WAN Service
The Frame Relay service provides for a cost-efficient way to transmit intermittent data between the LAN Network or between two endpoints of a WAN. The Frame Relay service uses Virtual Circuits, which are logical paths between source and destination, for data transmission (Protocols.com, 2009). In the lines below a justification is given for choosing Frame Relay Service over X.25 and ATM.
Reasons for Choosing Frame Relay over X.25 Networks
Frame Relay provides an attractive alternative to X.25 when it comes to transmitting data over current WAN networks. The first reason for choosing Frame Relay over X.25 is that X.25 was designed for transportation of data over high error rate links Frame Relay, on the other hand, takes advantage of the improved reliability of the communication lines and the increased error handling capability of end devices and does away with several services present in X.25 network including the time-consuming error handling service, hence it offers speeds which are up to 20 times faster than X.25 Networks (Data Connect Enterprise, 2009). The second reason is that Frame Relay is a Layer 2 Network while X.25 is a layer three network which also makes Frame Relay faster and thus preferable (Solution. pro, 2009). The round trip delay time of X.25 networks is also much higher than Frame Relay and only allows for static bandwidth allocation, contrary to Frame Relay networks which permit the dynamic allocation of the bandwidth (Wang, 2002 p.37). X.25 circuits, however, offer an advantage over Frame Relay, as they do allow for their initiation and termination from user terminals in contrast to Frame Relay circuits which can only be set up at the time of installation. This advantage, however, is not very useful in WAN configuration ( Data Comm for Business, 2009) and we have chosen to give less weight to it thus preferring Frame Relay over X.25.

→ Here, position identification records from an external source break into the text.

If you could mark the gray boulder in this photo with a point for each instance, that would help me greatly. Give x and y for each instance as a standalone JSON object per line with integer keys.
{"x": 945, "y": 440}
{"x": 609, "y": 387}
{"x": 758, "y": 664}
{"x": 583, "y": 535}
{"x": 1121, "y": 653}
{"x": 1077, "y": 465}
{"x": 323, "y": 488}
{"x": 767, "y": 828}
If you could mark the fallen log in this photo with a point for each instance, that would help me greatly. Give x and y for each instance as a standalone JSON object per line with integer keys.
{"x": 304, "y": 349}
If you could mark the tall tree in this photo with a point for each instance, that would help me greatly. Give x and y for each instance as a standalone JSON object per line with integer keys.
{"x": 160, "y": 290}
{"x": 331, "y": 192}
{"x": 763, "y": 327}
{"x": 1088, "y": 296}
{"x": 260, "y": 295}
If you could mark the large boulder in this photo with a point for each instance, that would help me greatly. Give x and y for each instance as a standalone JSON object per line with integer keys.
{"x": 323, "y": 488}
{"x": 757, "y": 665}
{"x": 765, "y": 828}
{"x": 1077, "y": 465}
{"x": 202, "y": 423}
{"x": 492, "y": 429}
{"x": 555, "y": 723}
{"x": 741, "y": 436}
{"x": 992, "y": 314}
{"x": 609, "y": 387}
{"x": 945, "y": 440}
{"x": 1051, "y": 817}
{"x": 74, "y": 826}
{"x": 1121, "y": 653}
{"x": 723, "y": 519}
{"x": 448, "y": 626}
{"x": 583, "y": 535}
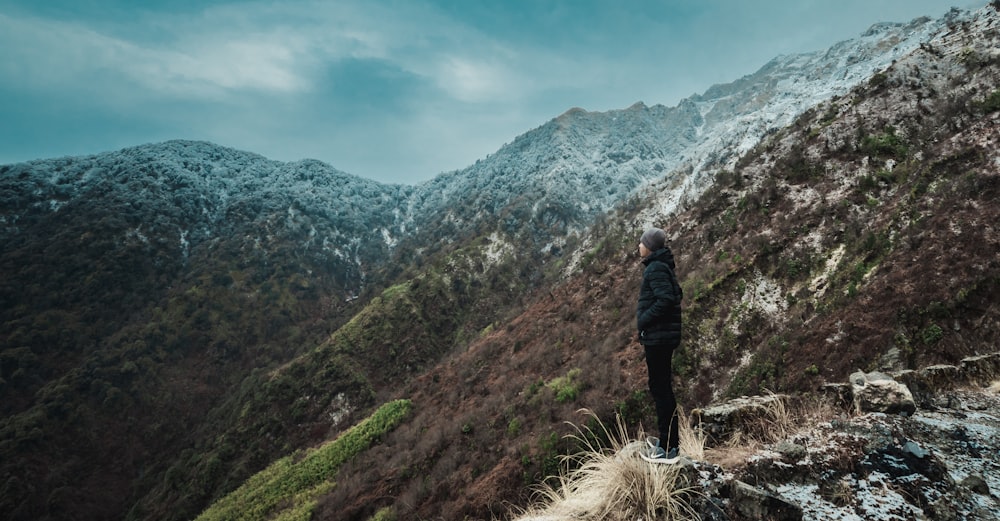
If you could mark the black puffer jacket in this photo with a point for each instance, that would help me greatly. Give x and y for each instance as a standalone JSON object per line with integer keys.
{"x": 658, "y": 315}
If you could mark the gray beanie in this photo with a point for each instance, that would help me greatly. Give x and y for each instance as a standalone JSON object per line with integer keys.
{"x": 654, "y": 239}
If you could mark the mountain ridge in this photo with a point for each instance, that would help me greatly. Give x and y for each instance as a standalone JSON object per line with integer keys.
{"x": 283, "y": 311}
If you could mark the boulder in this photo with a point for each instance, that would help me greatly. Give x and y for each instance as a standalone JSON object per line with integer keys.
{"x": 981, "y": 370}
{"x": 748, "y": 415}
{"x": 757, "y": 503}
{"x": 879, "y": 392}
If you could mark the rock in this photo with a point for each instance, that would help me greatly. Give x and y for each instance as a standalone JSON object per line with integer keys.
{"x": 878, "y": 392}
{"x": 790, "y": 452}
{"x": 756, "y": 503}
{"x": 983, "y": 369}
{"x": 977, "y": 484}
{"x": 748, "y": 415}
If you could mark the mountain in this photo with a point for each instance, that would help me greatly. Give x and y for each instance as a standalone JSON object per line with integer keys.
{"x": 177, "y": 316}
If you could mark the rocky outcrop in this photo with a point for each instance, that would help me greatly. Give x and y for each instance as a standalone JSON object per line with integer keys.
{"x": 938, "y": 460}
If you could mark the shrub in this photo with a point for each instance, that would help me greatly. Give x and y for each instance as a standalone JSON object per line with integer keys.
{"x": 886, "y": 144}
{"x": 288, "y": 488}
{"x": 566, "y": 388}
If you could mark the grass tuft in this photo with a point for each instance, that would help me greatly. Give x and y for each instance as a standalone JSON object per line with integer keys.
{"x": 608, "y": 481}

Reasons for Choosing Frame Relay over Asynchronous Transfer Mode (ATM) Networks
Asynchronous Transfer Mode or ATM standard was released after X.25 and Frame Relay and offers several advantages and some major disadvantages over Frame Relay. ATM has been designed to handle data as well as video and voice traffic in real-time, which can occur at the same time (TechFAQ, 2009). The First advantage of ATM is that it can emulate direct circuits between source and destination and can guarantee bandwidth for connections, a feature that lacks in frame relay, and one of the main reasons for choosing ATM over Frame Relay. ATM also allows for flexible bandwidth allocation which can go from few megabytes up to gigabytes (Exforsys Inc., 2009). However, ATM does have a disadvantage because of its large header size, which is about 10% of the basic unit of ATM transport, a Cell. Although both offer similar features such as burst rate features, congestion avoidance techniques, and traffic shaping strategies (TechFAQ, 2009), ATM networks are not able to compete with Frame Relay, despite added advantages, when it comes to implementation on WANs. The biggest reason for this is WANs are usually characterized by high-speed data transfers Committed Information Rate (CIR) and Excessive Information Rate (EIR) hence ATM networks do not offer much advantage over Frame Relay on WANs. Another thing that was considered when comparison was done between ATM and Frame Relay was that since ATM is a newer technology and offers much more than Frame Relay in other features, the equipment which is used to deploy them is very expensive as compare to Frame Relay (Greene, 2007). This was an important factor in our decision as Frame Relay is much more cost-effective to implement here than ATM.
References
Data Comm for Business. (2009). Frame Relay: An Overview. Web.
Data Connect Enterprise. (2009). Frame Relay and X.25. Web.
Exforsys Inc. (2009). Asynchronous Transfer Mode (ATM) Switching. Web.
Greene, T. (2007). Frame Relay vs ATM.
Protocols.com. (2009). Frame Relay.
Solution.pro. (2009). Configuring Frame-Relay on Cisco 2520/2522 Router.
TechFAQ. (2009). Understanding Frame Relay.
TechFAQ. (2009). What is ATM? We
Wang, H. (2002). Pocket Mobile Broadband Handbook. McGraw-Hill Professional.